İş dolayısı ile sık sık şehir dışına çıkıyoruz. Yeni yerler görmek, yeni insanlar tanımak, farklı kültürdeki insanlar ile karşılaşmak, bize bazen böyle konu malzemesi oluyor.
Bu seferki ziyaretimiz İstanbul’du. Boğazın incisi, şehirlerin birincisi, adına şarkılar şiirler yazılan İstanbul. İstanbul denilince ilk akla gelen ilçelerinden Beyoğlu. Beyoğlu denilince ilk akla gelen yer İstiklal Caddesi.
Beyoğlu ve İstiklal Caddesi yıllardan beri bir kültür abidesi olarak anılır. Sinemanın tiyatronun görsel ve işitsel sanatların iç içe geçtiği, sokak sanatçılarının renk kattığı, her milletten insanların bir arada özgürce yürüyüş yaptıkları bir caddenin ismidir. Ortasından geçen ve dünyanın ilk metro istasyonlarından olan raylı sistemin nostaljik dokunuşları ile evet… Şaire şiir olmasına şaşırmamak gerek Beyoğlu’nun, İstiklal Caddesinin.
Şairlik yönümüze dokunur, belki bizde de bir şiire yarenlik eder diye turladığımız Beyoğlu, İstiklal Caddesinin ise bizdeki karşılığı tam bir hayal kırıklığıydı.
Beyoğlu İstiklal Caddesi, evet ışıl ışıl. Renkli neonları, ışıl ışıl tabelaları ve her milletten insanları ile dopdolu. İstiklal Caddesinde yine sokak sanatçıları var. İstiklal Caddesinde yine Sinema ve tiyatrolar var. Ama fazlası da var.
İstiklal caddesinde koca bir keşmekeş var. Yıllar önce bıraktığımız ortasından tren geçen yollarda insanlar yolun hangi tarafından yürüyeceğini unutmuş. Beyoğlu’nda oldukça güzel, çoğunlukla ultra mini etekli bir bayandan erkek sesi çıktığına çoğu kez şahit olursunuz. Cinsel tercih olarak bakabilirsiniz tabi. Evet, bir kısmı cinsiyetini unutmuş.
Toplum olarak başka insanlara, başka ırklara, teninin rengi ne olursa olsun diğer insanlara karşı hep sempati beslemişizdir. Kucaklayıcı ve kapsayıcı bir yaratılışımız var. Evet İstiklal caddesinde her türden her tenden insan var. İnsanlar arasında nitelik ayrımına gitmek bakış açımıza ters olsa da, bu insanların çoğunluğu Afrikalı, Kırgız yada Moldovyalı. Varlıkları ile ülkemize veren değil, ülkemizden alan çeşitlilik.

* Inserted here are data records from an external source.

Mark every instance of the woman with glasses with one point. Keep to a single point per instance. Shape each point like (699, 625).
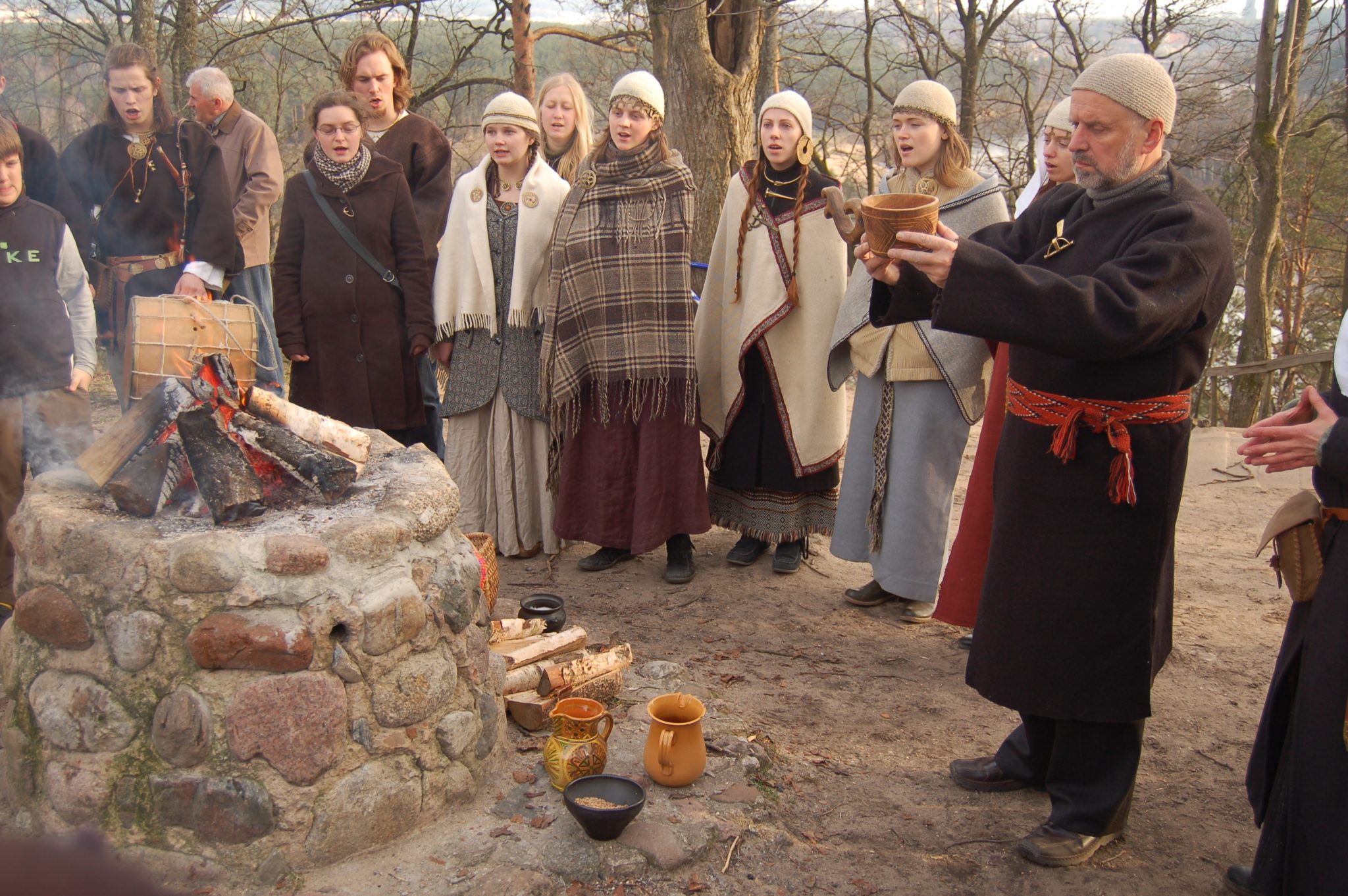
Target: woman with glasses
(352, 285)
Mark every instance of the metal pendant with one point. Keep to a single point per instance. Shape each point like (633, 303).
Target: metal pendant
(1058, 243)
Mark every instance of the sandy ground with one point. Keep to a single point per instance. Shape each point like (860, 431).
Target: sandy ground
(862, 713)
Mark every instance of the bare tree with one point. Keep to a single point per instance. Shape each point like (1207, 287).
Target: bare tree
(1277, 73)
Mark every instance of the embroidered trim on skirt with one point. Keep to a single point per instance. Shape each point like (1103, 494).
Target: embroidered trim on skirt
(773, 516)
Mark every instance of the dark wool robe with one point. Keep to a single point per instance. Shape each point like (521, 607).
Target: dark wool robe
(96, 164)
(1076, 609)
(1299, 768)
(45, 182)
(357, 330)
(423, 150)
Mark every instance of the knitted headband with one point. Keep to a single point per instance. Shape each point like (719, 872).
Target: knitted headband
(1135, 81)
(929, 99)
(511, 108)
(643, 88)
(793, 103)
(1060, 116)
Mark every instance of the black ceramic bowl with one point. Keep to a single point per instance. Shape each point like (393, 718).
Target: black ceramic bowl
(549, 608)
(604, 824)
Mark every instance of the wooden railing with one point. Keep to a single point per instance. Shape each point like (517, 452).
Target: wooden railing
(1208, 397)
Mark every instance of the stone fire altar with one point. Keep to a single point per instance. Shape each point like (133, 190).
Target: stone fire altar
(244, 701)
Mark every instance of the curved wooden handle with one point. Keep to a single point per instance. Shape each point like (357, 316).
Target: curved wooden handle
(846, 214)
(666, 748)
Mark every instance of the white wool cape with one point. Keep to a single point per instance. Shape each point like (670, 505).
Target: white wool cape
(464, 290)
(813, 415)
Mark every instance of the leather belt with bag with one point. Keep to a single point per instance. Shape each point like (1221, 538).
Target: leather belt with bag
(1297, 534)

Beyoğlu’nda, İstiklal Caddesinde adım başı fuhuş pazarlıklarına denk gelebilirsiniz. Alenen, güpegündüz, yirmi dört saat boyunca duygusuz et pazarlıklarına şahit olursunuz.
Beyoğlu’nda İstiklal Caddesinde her yan içki kokar. Gece saat 12 den sonra her yanınız sarhoşlarla doludur. Bağıranlar, sağa sola sataşanlar, kusanlar… Hele sabahın ikisinden, üçünden sonra alkolün oyuncağı olmuş akılsız bedenler çehrenizde kocaman acı çizgiler bırakır.
Birde güvenlik boyutu vardır tabi. Özellikle gece yarısından sonra Beyoğlu’nda İstiklal caddesinde onca polise rağmen kendinizi güvende hissetmezsiniz.
Sanat, şiir, Beyoğlu… İstiklal Caddesi. Yok hiç hayal ettiğiniz gibi değil. Sesimizi duyarlar mı bilmem ya, biz gazeteci kimliğimiz ile çağrıda bulunalım yine de.
Sevgili İstanbul Büyükşehir Belediye Başkanımız. Sevgili Beyoğlu Belediye Başkanımız. Biz gelmemiş görmemiş olalım. Lütfen Beyoğlu’nu İstiklal Caddesini akıl dimağlarında kaldığı şekle geri döndürün. Beyoğlu’nu İstiklal Caddesini fuhuşun, rezilliği merkezi olmaktan kurtarın.